Emails API
This contains utilities, blockers, and comparers relevant to email addresses
mismo.lib.email.clean_email
clean_email(
email: StringValue, *, normalize: bool = False
) -> StringValue
Clean an email address.
- convert to lowercase
- extract anything that matches r".(\S+@\S+)."
If normalize
is True, an additional step of removing "." and "_" is performed.
This makes it possible to compare two addresses and be more immune to noise.
For example, in many email systems such as gmail, "." are ignored.
mismo.lib.email.ParsedEmail
A simple data class holding an email address that has been split into parts.
mismo.lib.email.ParsedEmail.domain
instance-attribute
domain: StringValue = nullif('')
The domain part of the email address, eg 'gmail.com'.
mismo.lib.email.ParsedEmail.full
instance-attribute
full: StringValue = full
The full email address, eg 'bob.smith@gmail.com'.
mismo.lib.email.ParsedEmail.user
instance-attribute
user: StringValue = nullif('')
The user part of the email address, eg 'bob.smith' of 'bob.smith@gmail.com'
mismo.lib.email.ParsedEmail.__init__
__init__(full: StringValue)
Parse an email address from the full string.
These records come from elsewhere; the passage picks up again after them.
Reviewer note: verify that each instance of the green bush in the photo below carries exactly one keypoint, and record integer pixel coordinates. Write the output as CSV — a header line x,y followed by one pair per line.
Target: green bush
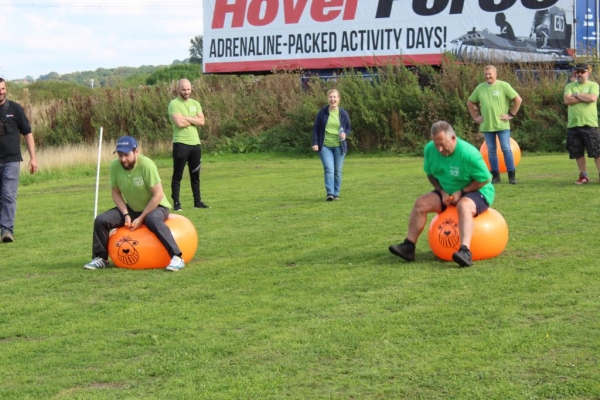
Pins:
x,y
174,73
391,112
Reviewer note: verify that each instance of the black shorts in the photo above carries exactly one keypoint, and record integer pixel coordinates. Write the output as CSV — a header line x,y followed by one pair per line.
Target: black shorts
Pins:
x,y
580,138
481,203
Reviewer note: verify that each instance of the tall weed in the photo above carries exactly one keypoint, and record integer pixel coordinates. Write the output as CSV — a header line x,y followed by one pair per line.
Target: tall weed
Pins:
x,y
392,111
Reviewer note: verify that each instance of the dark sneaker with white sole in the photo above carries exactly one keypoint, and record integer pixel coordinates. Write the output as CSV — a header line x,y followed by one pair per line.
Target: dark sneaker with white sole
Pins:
x,y
7,237
403,250
463,257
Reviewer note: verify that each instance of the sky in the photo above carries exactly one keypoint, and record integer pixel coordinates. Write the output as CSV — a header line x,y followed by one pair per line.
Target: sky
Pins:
x,y
42,36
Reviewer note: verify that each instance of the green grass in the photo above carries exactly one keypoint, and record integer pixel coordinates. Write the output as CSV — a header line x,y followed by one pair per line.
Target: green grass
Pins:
x,y
293,297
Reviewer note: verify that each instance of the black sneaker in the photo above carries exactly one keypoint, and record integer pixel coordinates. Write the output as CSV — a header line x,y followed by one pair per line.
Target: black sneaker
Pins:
x,y
403,250
7,237
463,257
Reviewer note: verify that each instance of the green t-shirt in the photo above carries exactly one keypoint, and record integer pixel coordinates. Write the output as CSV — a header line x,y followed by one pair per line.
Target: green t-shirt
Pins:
x,y
494,101
459,169
135,184
188,108
332,129
582,114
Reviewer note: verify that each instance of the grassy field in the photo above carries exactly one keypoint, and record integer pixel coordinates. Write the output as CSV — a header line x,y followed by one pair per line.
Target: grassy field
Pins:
x,y
293,297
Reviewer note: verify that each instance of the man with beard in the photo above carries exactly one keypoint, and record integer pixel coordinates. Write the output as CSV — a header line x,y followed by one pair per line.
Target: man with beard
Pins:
x,y
186,116
493,104
459,177
139,198
582,127
13,125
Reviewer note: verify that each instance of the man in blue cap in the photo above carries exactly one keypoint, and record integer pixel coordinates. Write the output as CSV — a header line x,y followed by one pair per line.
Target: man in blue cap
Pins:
x,y
139,198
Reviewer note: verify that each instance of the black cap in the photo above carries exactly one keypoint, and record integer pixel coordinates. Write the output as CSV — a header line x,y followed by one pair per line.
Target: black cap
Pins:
x,y
126,144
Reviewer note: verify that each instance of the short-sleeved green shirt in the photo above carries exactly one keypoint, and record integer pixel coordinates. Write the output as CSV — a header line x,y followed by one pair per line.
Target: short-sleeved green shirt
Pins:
x,y
494,101
187,108
582,114
332,129
135,184
459,169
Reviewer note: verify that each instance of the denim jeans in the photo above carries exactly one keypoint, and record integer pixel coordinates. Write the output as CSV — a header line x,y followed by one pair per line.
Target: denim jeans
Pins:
x,y
504,138
155,222
333,161
9,183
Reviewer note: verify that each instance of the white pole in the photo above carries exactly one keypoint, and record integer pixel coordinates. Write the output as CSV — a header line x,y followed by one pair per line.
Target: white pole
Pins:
x,y
98,173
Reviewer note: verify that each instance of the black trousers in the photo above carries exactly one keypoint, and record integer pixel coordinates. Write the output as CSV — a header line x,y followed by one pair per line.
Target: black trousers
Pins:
x,y
192,156
155,222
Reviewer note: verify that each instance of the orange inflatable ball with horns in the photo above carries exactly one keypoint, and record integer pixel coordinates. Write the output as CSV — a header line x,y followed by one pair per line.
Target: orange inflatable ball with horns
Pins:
x,y
490,234
514,147
140,249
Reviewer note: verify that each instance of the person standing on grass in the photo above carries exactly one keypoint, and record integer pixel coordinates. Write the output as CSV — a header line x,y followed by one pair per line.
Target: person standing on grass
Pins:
x,y
582,127
330,131
186,116
13,123
139,198
459,177
493,104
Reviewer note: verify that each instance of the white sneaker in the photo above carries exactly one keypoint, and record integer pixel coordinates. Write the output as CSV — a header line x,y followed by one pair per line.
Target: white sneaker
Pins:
x,y
176,264
96,263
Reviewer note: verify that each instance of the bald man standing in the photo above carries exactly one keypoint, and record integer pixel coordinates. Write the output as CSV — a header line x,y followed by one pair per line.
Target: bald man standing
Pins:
x,y
186,116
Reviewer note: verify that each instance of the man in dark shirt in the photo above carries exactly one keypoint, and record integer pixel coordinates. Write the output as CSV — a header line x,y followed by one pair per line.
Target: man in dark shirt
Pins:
x,y
13,123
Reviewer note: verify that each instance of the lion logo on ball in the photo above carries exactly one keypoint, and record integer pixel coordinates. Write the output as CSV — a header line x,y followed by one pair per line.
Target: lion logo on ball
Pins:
x,y
448,234
127,252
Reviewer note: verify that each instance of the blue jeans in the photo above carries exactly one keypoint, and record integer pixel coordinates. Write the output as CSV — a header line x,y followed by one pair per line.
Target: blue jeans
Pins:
x,y
9,183
504,138
333,161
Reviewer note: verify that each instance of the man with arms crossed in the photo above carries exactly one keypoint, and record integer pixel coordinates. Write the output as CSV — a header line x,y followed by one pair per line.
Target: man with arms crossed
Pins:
x,y
582,127
459,177
186,116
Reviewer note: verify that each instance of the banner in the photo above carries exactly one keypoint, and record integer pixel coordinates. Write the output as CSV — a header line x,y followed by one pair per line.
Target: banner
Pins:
x,y
263,35
587,30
Does no cleaning or normalization. If you want that, use clean_email
first.
PARAMETER | DESCRIPTION |
---|---|
full
|
The full email address.
TYPE:
|
mismo.lib.email.ParsedEmail.as_struct
as_struct() -> StructValue
Convert to an ibis struct.
RETURNS | DESCRIPTION |
---|---|
An ibis struct<full:string, user:string, domain: domain>
|
|
mismo.lib.email.match_level
match_level(
e1: StructValue | StringValue,
e2: StructValue | StringValue,
*,
native_representation: Literal[
"integer", "string"
] = "integer",
) -> EmailMatchLevel
Match level of two email addresses.
PARAMETER | DESCRIPTION |
---|---|
e1
|
The first email address. If a string, it will be parsed and normalized.
TYPE:
|
e2
|
The second email address. If a string, it will be parsed and normalized.
TYPE:
|
RETURNS | DESCRIPTION |
---|---|
level
|
The match level.
TYPE:
|
mismo.lib.email.EmailMatchLevel
Bases: MatchLevel
How closely two email addresses of the form <user>@<domain>
match.
Case is ignored, and dots and underscores are removed.
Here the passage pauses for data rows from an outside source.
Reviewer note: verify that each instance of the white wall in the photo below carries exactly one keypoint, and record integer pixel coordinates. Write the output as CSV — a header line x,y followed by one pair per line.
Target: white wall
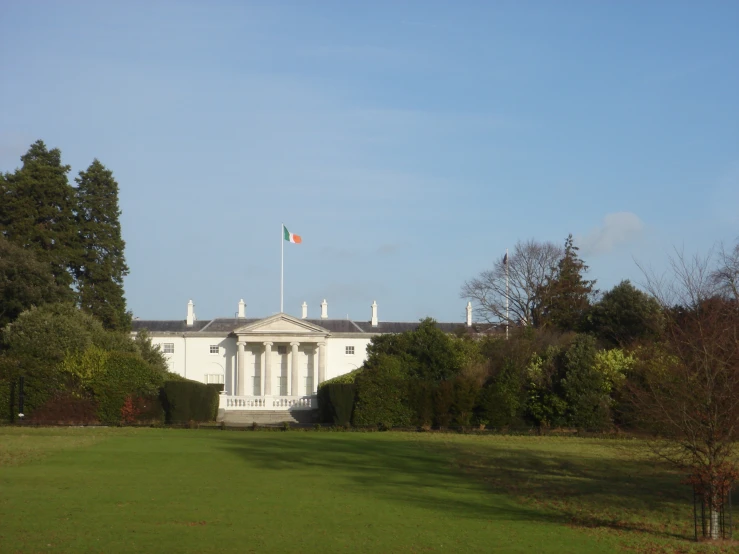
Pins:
x,y
192,359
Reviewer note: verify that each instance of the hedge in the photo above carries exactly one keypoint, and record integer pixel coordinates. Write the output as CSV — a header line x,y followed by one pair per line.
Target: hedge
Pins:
x,y
126,375
186,401
336,403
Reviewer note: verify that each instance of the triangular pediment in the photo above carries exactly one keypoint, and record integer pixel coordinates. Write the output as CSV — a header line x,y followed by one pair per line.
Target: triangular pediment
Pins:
x,y
281,324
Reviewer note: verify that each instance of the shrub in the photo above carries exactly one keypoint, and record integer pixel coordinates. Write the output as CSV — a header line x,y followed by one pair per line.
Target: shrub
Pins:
x,y
466,391
382,395
443,401
126,374
502,400
66,408
336,402
421,401
189,400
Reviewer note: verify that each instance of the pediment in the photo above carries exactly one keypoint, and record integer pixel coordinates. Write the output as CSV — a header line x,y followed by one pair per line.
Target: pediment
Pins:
x,y
281,324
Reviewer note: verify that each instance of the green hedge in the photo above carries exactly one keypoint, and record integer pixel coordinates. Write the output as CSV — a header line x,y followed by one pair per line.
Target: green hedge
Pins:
x,y
336,403
126,375
382,398
186,401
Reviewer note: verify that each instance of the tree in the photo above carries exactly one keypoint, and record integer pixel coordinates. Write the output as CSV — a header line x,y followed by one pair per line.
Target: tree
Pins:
x,y
24,282
530,265
425,353
725,277
564,298
623,315
100,269
687,389
36,211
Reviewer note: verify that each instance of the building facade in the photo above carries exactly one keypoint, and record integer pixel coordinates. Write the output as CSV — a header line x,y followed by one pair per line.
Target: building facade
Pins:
x,y
273,362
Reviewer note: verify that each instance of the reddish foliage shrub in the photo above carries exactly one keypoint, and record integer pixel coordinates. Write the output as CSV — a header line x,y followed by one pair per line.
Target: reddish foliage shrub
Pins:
x,y
142,410
65,408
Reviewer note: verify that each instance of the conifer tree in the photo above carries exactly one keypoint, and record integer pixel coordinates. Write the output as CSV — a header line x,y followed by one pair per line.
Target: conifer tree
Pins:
x,y
36,211
102,266
565,298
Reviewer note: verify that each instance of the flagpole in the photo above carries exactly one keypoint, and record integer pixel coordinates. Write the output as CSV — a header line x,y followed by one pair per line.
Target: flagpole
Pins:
x,y
507,315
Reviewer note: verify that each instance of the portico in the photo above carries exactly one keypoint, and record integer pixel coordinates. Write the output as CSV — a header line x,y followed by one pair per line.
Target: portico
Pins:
x,y
280,361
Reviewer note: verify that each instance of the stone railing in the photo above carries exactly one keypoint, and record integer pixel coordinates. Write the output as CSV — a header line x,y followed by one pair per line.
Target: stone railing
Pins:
x,y
309,402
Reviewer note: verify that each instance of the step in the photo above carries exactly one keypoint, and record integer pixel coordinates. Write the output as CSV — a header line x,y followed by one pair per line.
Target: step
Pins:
x,y
242,418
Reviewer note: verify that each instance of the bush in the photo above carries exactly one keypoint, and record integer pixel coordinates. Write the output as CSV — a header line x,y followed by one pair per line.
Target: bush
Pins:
x,y
443,401
466,391
142,410
125,375
421,400
66,408
186,400
336,402
382,395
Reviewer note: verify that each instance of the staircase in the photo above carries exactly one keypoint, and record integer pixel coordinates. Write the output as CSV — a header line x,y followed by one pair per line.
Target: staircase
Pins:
x,y
245,418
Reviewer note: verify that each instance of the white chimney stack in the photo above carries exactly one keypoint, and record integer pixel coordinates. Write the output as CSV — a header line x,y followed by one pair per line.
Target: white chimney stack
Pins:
x,y
190,313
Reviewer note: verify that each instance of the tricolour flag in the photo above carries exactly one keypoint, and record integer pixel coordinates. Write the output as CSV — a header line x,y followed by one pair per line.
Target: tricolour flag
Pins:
x,y
291,237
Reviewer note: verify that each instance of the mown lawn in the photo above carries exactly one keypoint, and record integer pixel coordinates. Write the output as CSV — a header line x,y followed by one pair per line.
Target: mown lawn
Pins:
x,y
153,490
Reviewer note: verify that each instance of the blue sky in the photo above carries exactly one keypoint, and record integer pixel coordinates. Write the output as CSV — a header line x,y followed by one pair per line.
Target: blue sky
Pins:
x,y
409,143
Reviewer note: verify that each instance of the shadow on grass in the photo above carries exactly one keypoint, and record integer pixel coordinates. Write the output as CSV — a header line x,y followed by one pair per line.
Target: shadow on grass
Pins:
x,y
594,486
558,487
383,466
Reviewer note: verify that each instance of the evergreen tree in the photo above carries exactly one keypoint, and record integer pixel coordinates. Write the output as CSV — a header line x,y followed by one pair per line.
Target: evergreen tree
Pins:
x,y
36,211
102,266
565,298
24,282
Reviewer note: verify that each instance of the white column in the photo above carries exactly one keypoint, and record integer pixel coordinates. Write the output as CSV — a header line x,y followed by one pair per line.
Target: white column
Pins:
x,y
321,363
267,369
294,372
240,374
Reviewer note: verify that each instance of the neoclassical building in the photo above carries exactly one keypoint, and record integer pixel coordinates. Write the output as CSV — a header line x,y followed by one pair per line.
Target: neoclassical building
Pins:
x,y
272,363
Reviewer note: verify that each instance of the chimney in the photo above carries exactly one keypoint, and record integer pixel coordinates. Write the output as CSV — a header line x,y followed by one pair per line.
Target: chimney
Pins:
x,y
190,313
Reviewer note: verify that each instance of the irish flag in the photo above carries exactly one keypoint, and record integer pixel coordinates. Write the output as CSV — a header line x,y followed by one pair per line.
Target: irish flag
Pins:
x,y
291,237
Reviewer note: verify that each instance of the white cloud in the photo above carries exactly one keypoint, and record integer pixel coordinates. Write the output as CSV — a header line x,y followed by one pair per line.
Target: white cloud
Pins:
x,y
617,228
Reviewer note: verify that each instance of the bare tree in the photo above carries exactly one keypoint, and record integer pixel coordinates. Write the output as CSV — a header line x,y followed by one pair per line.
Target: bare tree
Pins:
x,y
688,390
530,265
726,276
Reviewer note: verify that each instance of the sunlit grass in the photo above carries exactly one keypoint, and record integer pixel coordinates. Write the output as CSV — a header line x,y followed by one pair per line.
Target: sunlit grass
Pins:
x,y
121,490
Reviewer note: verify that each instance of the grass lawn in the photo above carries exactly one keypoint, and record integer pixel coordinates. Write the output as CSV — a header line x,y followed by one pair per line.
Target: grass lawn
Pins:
x,y
150,490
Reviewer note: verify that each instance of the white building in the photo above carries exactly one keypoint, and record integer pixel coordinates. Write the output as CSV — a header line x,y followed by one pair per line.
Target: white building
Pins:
x,y
275,363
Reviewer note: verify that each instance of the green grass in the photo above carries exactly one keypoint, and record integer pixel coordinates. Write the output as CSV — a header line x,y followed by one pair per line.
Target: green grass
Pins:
x,y
148,490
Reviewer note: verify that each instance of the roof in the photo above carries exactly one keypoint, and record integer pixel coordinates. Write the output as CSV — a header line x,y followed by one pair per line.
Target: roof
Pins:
x,y
228,325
mismo.lib.email.EmailMatchLevel.ELSE
class-attribute
instance-attribute
ELSE = 4
None of the above.
mismo.lib.email.EmailMatchLevel.FULL_EXACT
class-attribute
instance-attribute
FULL_EXACT = 0
The full email addresses are exactly the same.
mismo.lib.email.EmailMatchLevel.FULL_NEAR
class-attribute
instance-attribute
FULL_NEAR = 1
The full email addresses have a small edit distance.
mismo.lib.email.EmailMatchLevel.USER_EXACT
class-attribute
instance-attribute
USER_EXACT = 2
The user part of the email addresses are exactly the same.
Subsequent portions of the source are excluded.